Le premier point est assuré par une application des principes de respect de l’unité dento-gingivale et par un contrôle de plaque personnel et professionnel adapté. Le second point fait intervenir des éléments de décision plus complexes.

Unité dento-gingivale

Le respect de l’espace biologique suppose que les manœuvres prothétiques et la position de la limite cervicale restent à distance du système d’attache (Fig. 1).

La position idéale de cette limite cervicale, pour la santé parodontale, est supra-gingivale (Valderhaug 1976). Elle est rarement possible dans le secteur antérieur.

Une limite intra-sulculaire, ne s’étendant pas au-delà d’1 mm dans le sulcus est souvent bien tolérée, mais reste un compromis. Cette limite doit impérative-ment suivre l’anatomie gingivale, en particulier dans les zones proximales.

La restauration de l’espace biologique peut nécessiter une élongation coronaire chirurgicale avec un risque de perturbation de l’alignement des collets. Ce risque est un élément de décision important, qui peut constituer une contre-indication dans des situations à forte demande esthétique. L’extrusion orthodontique s’avère alors être une alternative de choix lorsqu’elle est possible.

Il faut noter qu’après une chirurgie parodontale d’apicalisation (élongation coronaire), la position de la gencive marginale se modifie au delà de 6 semaines.

12 % des sites subissent une récession de 2 à 4 mm dans cette période (Bragger 1992). Une période de temporisation longue (3 mois) est donc très souvent préférable.

Enfin, le choix des formes de contour prothétiques (embrasures cervicales en particulier) intègre également ce dilemme esthétique/prévention.

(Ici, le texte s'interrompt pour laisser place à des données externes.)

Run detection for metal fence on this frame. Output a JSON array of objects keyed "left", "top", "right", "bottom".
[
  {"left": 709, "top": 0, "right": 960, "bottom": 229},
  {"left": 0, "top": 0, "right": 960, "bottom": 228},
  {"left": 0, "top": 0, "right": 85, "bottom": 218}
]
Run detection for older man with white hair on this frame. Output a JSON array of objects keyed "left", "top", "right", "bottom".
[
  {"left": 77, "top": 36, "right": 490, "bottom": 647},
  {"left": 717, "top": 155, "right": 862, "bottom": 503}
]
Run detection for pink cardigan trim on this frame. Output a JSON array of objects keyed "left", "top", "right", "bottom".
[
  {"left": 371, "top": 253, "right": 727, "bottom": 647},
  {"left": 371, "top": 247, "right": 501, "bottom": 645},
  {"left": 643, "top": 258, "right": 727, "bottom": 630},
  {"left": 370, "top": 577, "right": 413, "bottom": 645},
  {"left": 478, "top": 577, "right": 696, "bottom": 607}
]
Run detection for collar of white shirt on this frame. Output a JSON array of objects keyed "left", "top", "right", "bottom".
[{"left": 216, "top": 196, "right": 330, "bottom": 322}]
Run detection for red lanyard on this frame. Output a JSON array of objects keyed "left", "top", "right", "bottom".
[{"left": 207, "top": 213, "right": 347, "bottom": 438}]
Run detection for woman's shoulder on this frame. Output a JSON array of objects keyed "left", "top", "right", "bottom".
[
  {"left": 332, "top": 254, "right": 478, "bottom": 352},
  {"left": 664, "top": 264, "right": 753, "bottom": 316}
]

Il doit permettre l’accès au contrôle de plaque, tout en assurant le remplissage papillaire et la stimulation gingivale.

Unité-dento-gingivale

Les éléments du succés

Un succès esthétique en prothèse, peut être défini comme un rapport harmonieux entre les différents composants du sourire (les lèvres, les dents et la ligne des collets).

Il serait cependant réducteur de ne prendre en compte que les composants visibles dans le sourire « naturel ». Il existe en effet un paramètre subjectif en la matière, et il serait plus juste de considérer que la satisfaction du patient (informé) est le principal objectif de ces traitements.

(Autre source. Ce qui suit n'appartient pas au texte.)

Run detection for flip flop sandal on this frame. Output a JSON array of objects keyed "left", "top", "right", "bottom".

L’information préalable du patient s’avère donc primordiale en ce qui concerne :

  • Les différentes options thérapeutiques,
  • La prévisibilité des interventions,
  • Les éléments pouvant influencer négativement le résultat (facteurs de risque).

Une approche basée sur la demande du patient (si elle reste réaliste) peut permettre d’une part d’éviter des surtraitements chez des patients peu demandeurs, et d’autre part de repérer précocement des patients pour lesquels le degré d’exigence est incompatible avec la prévisibilité du traitement.

Un entretien médical orienté est donc indispensable avant tout examen clinique. Un diagnostic et une préparation parodontales pourront ensuite être entrepris préalablement à la réalisation de prothèses dans le secteur antérieur.

Les-éléments-du-succés

Le diagnostic parodontal

Position de la lèvre supérieure

L’observation d’un sourire « naturel » permet, dès la première consultation, de repérer les situations à risque pour lesquelles la position de la lèvre supérieure expose largement la ligne des collets (sourire gingival) et qui nécessitent une attention particulière (Cas clinique 2).

Selon Tjan (1984), 11 % des patients exposent largement le collet gingival, tandis que 20 % n’exposent pas du tout la gencive. Les 69 % restants exposent uniquement les papilles inter-dentaires.

Avec le vieillissement, la ligne du sourire se modifie et découvre de moins en moins les incisives maxillaires (Al Wazzan 2004).

Le-diagnostic-parodontal

Evaluation de la ligne des collets

La ligne des collets suit le rebord alvéolaire sousjacent.

Une ligne des collets harmonieuse est conditionnée par (Fig. 2) :

  • Les proportions dentaires (rapport hauteur largeur),
  • La symétrie par rapport à la ligne médiane,
  • La présence de papilles inter-dentaires.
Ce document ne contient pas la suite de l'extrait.